Forger et transmettre un signal OOK à 433 MHz avec un BladeRF pour déclencher une commande cachée sur un vrai device

Introduction

Ceci est le second stage du challenge Pirate Beeper que j’ai créé pour le Ph0wn 2026. Là où Beeper 1 était un exercice de reverse engineering purement statique, Beeper 2 est un challenge radio : l’objectif est de reconstruire et transmettre le bon signal OOK pour déclencher la commande cachée sur un vrai device.

Le Stage 2 s’appuie directement sur le Stage 1 : l’avoir résolu est un prérequis. La commande cachée pico_rum, découverte en reversant le firmware dans Beeper 1, est le point d’entrée de ce challenge. En l’envoyant au device par radio, on déclenche une fonctionnalité secrète et le flag s’affiche à l’écran.

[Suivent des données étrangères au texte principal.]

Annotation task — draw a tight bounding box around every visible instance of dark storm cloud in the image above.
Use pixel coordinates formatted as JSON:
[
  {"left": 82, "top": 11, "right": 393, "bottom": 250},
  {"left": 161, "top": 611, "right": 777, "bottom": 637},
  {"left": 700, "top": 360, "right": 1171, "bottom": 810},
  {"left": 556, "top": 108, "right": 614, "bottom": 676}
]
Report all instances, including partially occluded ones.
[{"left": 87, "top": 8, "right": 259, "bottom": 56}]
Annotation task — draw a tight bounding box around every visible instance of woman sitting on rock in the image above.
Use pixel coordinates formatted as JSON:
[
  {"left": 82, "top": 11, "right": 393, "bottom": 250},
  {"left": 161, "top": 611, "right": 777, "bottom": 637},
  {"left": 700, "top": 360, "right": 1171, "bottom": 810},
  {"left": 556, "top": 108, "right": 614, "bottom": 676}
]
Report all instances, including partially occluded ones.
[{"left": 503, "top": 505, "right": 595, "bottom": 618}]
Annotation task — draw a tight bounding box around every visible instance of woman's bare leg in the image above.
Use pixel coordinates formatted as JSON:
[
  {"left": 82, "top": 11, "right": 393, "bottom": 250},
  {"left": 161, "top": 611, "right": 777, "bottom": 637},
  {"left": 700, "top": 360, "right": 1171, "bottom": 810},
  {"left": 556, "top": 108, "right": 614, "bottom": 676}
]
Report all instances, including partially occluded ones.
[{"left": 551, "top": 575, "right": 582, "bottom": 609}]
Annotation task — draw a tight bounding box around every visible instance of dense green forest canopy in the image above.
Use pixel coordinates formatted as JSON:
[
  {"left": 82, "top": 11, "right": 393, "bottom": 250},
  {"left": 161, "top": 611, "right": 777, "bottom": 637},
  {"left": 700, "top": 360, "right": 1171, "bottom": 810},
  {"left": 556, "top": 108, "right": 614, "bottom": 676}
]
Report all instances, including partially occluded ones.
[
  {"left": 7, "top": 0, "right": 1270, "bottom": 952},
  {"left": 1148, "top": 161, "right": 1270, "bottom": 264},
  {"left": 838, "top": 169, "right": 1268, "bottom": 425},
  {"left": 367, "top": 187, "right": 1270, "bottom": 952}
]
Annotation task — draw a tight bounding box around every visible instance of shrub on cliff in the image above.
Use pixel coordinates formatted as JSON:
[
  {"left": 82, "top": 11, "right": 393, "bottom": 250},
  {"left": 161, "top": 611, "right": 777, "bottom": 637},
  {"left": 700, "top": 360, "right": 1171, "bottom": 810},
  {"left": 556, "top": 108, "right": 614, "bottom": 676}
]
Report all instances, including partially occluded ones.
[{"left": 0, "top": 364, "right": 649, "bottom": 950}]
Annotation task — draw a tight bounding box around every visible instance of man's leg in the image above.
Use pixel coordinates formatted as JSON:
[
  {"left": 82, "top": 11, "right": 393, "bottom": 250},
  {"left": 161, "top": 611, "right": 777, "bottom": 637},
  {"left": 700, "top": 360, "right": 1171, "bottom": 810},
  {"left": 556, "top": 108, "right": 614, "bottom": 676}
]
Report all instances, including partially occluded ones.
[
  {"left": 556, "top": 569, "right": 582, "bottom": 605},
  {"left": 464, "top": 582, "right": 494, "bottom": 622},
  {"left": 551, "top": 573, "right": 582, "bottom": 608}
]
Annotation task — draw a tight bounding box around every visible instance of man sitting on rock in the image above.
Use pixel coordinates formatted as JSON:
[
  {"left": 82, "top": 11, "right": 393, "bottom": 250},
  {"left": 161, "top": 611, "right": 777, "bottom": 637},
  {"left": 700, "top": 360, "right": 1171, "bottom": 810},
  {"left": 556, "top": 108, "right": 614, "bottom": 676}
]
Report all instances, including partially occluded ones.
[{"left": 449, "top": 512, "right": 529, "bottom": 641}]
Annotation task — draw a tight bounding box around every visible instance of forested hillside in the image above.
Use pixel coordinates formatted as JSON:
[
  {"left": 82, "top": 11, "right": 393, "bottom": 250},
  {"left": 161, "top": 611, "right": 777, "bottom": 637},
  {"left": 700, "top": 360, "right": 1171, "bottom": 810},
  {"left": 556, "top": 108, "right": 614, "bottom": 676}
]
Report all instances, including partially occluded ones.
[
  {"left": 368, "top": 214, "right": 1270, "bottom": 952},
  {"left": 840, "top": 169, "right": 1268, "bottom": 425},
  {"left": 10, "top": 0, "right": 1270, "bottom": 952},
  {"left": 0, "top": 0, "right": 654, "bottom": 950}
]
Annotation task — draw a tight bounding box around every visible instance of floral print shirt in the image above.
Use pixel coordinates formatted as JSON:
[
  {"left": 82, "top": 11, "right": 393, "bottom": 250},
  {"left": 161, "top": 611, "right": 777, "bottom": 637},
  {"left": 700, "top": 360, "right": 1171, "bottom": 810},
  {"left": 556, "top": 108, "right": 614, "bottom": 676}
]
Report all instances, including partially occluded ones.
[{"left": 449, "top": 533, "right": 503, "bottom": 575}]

Ce stage peut être abordé de deux façons : avec une puce radio dédiée pilotée par un microcontrôleur (par exemple un breakout CC1101 avec un Arduino), ou avec un SDR capable de transmettre. Cette solution utilise un BladeRF, un SDR full-duplex qui peut à la fois recevoir et émettre.

Matériel du challenge

Les participants reçoivent un seul fichier :

  • doc.pdf : le même document R&D “volé” que dans le Stage 1, décrivant la plateforme matérielle du Pirate Beeper (STM32H573I-DK + CC1101), les caractéristiques radio (OOK à 433,92 MHz, encodage PWM) et le format des messages (ASCII, MSB first, répétition 2x)

Le PDF contient tous les paramètres du protocole nécessaires pour forger le signal. La commande elle-même (pico_rum) a été retrouvée dans Beeper 1. Le script de solution complet est disponible : pico_cmd.py.

Reconstruction du protocole radio

Étape 1 : extraire les paramètres du protocole depuis le PDF

Le document PDF volé décrit les caractéristiques radio du beeper dans sa section Technical Specifications. C’est la source principale pour tous les paramètres du protocole :

  • Modulation : OOK (On-Off Keying) à 433,92 MHz
  • Encodage : PWM (Pulse Width Modulation) avec une période de bit fixe de 1212 µs
  • Module radio : CC1101 en mode série asynchrone (IOCFG0 = 0x0D)
  • Encodage des bits :
Type d’impulsionDuréeSignification
Impulsion courte376 µsBit 1
Impulsion longue780 µsBit 0
Impulsion sync2209 µsDélimiteur de message
  • Format des données : ASCII, MSB first, répété 2 fois (le firmware ne valide une commande que si les deux copies sont identiques)

La section Secret Feature du PDF est redacted. La commande (pico_rum) a été retrouvée dans le Stage 1 en reversant le firmware. Tous les autres paramètres nécessaires à la transmission sont entièrement documentés dans le PDF.

Étape 2 : comprendre l’encodage OOK et PWM

Avant de construire le signal, il est utile de bien comprendre ce que signifient concrètement les paramètres du PDF.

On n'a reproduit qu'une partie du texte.